Quando conobbe sua moglie?
«Anna
posso dire di conoscerla da sempre, essendo allora la mia dirimpettaia.
Ma all’inizio la vedevo senza guardarla. Poi capita che uno si applichi
con più attenzione e da uno sguardo si finisce sull’altare».

Ci sapeva fare con le ragazze?
«No…
Prima l’ambiente militare, poi quello cattolico,diversissimi da quelli
attuali, mi consentirono con l’altro sesso solo un rapporto a distanza.
Come vede anche per trovare mia moglie non ho fatto troppa strada».

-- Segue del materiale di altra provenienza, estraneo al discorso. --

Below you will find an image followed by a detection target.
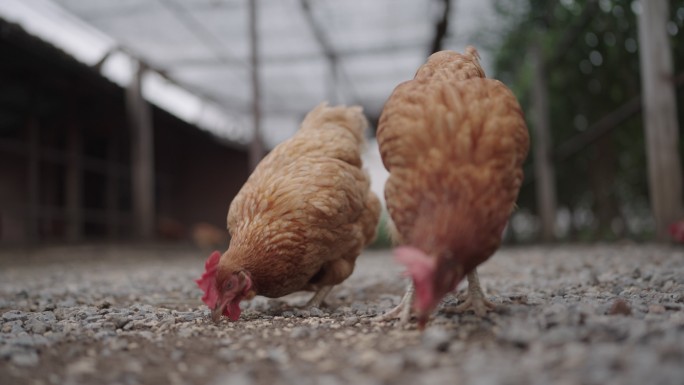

Segni racconta che la vostra passione civile esplose
all’università quando, durante le elezioni degli organismi direttivi,
beccaste con le mani nel sacco il vostro avversario che tentava di fare
brogli.

«La politica universitaria era una forma precocemente
degradata di quella che annunciava molto prima quella che sarebbe stata
poi la dissoluzione dei partiti. Noi ci siamo trovati a doverci
confrontare con queste abitudini. Dovemmo scegliere se gareggiare sullo
stesso livello o prenderli di petto. Decidemmo di prenderli di petto».

A proposito di elezioni, cosa succederà dopo le Europee?
«Che
il Pd si trovi in difficoltà è ampiamente riconosciuto. Quello che non
riesco ad accettare è che non solo le elezioni europee non hanno al
loro centro l’Europa, e sono ancora na voltza elezioni che guardano
all’Italia, ma che nel nostro caso rischiano di trasformarsi in un
congresso di partito. Quando le conte e le decisioni non sono possibili
nei luoghi ordinari, si cercano dei luoghi straordinari».

Da dove verrà il futuro leader del Pd?

«Bisognerà cercarlo dappertutto, senza limitarsi alla piccola conventicola degli attuali capi del partito.